Dwell time and viewport time on head, body and comment increase from Bounce to Complete. We also note that the distribution of the percentage of time among these blocks changes in an interesting manner. The viewport time on head steadily decreases from 0.31 for Bounce to 0.09 for Complete indicating that users spend an increasing amount of time reading content deeper in the article. The percentage of article read steadily increases from Bounce to Complete, as expected. With respect to this, Bounce (12%) and Shallow (23%) clearly represent low levels of engagement with the article, since less than 25% of the article was read. On the other hand, Deep and Complete correspond to the situations when the majority (83%) of the article was read. The number of comment clicks is highest for Complete (3.14), followed by Shallow (0.43), suggesting that users may engage with comments even if they do not read a large proportion of the article.
Finally, we compute the average viewport time at varying vertical position. Each of the four curves corresponds to one of the engagement levels. For the page views in the Bounce case, users rarely scroll down the page, whereas many users in the Shallow case spend approximately another 5 seconds of viewport time at lower scroll positions. Deep engagement is characterized by significant time spent on the entire article (peak at the first screen amounts to about 50 seconds) with a steady position decay of the viewport time towards the bottom. Interestingly, the viewport time profile for Complete engagement no longer monotonically decays with the position; instead it has a bi-modal shape. This could be due to a significant time users spend viewing and interacting with comments, which are normally placed right after the main article content.

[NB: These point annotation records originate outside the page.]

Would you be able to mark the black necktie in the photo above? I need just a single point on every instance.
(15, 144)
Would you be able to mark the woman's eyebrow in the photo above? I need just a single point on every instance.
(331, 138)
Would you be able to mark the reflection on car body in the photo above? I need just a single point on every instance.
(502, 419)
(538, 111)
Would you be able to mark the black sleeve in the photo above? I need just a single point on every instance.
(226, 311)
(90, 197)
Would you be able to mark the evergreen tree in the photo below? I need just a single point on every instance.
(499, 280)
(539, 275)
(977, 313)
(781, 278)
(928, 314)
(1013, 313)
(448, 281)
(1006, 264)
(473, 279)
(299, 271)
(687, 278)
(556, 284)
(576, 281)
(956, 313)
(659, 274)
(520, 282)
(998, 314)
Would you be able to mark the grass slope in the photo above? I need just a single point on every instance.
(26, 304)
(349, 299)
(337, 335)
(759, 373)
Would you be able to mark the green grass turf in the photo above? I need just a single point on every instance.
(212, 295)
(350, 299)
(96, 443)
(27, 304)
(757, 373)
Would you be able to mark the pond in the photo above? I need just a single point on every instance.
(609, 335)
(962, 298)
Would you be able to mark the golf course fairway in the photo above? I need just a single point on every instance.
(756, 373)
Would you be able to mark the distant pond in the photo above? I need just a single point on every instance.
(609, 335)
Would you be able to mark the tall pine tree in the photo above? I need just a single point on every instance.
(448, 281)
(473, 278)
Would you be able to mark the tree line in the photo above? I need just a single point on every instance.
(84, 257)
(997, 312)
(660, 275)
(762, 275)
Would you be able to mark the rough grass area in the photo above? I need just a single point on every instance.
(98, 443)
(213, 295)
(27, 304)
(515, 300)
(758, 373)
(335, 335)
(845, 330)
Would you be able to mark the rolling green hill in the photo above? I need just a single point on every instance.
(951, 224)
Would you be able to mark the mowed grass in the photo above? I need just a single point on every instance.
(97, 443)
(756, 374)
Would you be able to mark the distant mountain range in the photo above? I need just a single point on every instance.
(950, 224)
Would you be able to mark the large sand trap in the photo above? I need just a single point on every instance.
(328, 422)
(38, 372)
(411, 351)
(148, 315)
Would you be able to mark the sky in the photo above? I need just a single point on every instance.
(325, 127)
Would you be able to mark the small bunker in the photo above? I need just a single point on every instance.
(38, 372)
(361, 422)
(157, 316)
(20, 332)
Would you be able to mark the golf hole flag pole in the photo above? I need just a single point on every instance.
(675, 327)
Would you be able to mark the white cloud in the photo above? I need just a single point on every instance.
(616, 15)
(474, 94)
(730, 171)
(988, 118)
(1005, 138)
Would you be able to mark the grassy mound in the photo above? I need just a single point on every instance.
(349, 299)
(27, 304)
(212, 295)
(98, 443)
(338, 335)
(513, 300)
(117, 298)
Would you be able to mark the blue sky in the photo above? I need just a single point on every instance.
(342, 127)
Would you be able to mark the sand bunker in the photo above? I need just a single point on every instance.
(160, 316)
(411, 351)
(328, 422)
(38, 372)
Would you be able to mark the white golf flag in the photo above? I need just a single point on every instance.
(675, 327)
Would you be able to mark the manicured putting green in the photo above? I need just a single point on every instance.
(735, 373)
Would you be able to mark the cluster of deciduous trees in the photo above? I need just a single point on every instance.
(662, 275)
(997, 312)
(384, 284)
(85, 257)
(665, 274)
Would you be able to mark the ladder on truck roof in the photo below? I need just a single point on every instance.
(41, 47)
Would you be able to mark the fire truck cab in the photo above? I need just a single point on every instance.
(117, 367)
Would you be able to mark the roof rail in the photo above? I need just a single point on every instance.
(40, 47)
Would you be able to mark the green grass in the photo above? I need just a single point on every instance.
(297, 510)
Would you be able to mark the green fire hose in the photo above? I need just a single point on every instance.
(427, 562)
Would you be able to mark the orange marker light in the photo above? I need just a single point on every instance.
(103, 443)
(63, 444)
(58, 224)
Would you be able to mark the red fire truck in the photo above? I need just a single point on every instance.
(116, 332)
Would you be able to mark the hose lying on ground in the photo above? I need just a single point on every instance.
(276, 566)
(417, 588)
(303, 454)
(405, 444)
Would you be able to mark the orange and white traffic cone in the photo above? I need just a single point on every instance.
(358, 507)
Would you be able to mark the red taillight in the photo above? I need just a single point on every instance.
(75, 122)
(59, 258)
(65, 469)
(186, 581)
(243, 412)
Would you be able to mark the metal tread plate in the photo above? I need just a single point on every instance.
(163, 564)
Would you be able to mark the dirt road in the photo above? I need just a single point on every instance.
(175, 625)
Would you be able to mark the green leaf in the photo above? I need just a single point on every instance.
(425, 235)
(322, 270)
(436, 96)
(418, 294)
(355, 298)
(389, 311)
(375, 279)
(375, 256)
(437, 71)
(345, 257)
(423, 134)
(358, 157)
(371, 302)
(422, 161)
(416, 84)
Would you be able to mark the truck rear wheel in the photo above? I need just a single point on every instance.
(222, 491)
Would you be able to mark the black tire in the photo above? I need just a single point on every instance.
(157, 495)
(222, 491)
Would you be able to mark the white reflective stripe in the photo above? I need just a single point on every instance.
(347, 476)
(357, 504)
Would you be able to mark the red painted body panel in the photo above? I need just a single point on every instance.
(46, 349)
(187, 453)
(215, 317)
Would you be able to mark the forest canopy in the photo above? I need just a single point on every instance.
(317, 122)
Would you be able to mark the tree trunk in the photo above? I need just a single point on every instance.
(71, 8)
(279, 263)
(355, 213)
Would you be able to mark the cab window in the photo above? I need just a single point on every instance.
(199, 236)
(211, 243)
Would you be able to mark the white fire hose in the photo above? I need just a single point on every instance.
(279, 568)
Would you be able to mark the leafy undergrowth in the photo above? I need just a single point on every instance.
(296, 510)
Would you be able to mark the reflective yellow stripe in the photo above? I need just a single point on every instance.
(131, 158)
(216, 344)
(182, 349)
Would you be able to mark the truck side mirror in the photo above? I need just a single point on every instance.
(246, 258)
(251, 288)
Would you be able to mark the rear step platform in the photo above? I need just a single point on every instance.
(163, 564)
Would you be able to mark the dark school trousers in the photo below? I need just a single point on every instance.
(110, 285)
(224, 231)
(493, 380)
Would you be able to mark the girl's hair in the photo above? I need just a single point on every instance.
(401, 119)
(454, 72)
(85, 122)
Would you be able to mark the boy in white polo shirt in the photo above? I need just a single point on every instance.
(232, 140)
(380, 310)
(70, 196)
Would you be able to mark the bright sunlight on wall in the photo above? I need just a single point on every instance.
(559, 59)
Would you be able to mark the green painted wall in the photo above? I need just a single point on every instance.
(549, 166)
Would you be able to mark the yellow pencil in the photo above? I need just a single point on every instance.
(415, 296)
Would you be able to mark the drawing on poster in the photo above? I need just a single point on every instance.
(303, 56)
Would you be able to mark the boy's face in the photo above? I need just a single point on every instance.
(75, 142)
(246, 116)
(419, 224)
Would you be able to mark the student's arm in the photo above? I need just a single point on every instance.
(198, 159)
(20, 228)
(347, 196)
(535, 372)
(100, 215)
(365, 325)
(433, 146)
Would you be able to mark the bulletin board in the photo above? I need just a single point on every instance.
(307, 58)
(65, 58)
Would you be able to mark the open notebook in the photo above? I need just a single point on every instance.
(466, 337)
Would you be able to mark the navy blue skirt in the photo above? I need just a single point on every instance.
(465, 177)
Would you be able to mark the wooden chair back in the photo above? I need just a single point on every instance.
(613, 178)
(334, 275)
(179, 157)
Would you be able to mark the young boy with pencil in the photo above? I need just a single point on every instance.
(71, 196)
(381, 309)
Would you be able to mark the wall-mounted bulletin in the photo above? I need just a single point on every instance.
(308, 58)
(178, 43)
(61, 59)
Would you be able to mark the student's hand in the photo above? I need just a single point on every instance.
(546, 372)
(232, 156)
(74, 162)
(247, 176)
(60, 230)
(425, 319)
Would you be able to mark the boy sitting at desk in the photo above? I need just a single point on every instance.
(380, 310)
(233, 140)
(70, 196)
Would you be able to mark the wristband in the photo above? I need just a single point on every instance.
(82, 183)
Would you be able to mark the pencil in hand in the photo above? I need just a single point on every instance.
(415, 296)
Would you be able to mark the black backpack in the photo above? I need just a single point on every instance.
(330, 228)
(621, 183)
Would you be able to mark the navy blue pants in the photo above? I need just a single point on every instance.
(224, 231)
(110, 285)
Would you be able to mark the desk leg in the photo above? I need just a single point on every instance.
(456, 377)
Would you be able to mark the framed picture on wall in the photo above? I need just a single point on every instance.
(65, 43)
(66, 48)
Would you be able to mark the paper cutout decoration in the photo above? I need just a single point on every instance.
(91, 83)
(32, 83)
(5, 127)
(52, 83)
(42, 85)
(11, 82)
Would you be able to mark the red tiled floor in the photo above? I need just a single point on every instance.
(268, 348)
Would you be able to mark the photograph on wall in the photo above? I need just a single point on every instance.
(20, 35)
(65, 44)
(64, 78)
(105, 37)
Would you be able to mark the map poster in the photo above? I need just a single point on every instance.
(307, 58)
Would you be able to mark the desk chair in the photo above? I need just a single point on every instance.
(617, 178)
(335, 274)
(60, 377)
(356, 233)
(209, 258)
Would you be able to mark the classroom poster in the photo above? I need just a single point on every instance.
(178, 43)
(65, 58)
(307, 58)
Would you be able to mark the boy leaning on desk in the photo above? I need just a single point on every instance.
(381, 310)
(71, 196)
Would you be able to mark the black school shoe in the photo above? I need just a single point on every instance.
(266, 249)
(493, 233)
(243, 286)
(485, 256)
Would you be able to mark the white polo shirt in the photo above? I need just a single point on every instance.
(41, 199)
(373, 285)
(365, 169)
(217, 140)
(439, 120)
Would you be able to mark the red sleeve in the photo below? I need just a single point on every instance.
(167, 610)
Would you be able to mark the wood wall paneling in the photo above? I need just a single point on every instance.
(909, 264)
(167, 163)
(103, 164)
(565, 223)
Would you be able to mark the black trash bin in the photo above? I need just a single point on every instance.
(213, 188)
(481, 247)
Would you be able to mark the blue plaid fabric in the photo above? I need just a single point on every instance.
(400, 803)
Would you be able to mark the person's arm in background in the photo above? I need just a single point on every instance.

Our analysis shows that the proposed four user engagement levels are intuitive, and bring more refined insights about how user engage with articles, than using dwell time alone. We recall that the engagement levels can be derived using the viewport time information, which can be computed through scalable and non-intrusive instrumentation. In a future blog post, I will describe how viewport time can be used to predict these levels of engagement based on the textual topics of a news article.
-  D. Lagun and M. Lalmas. Understanding and Measuring User Engagement and Attention in Online News Reading, International Conference On Web Search And Data Mining (WSDM 2016), San Francisco, USA, 22-24 Fabruary 2016.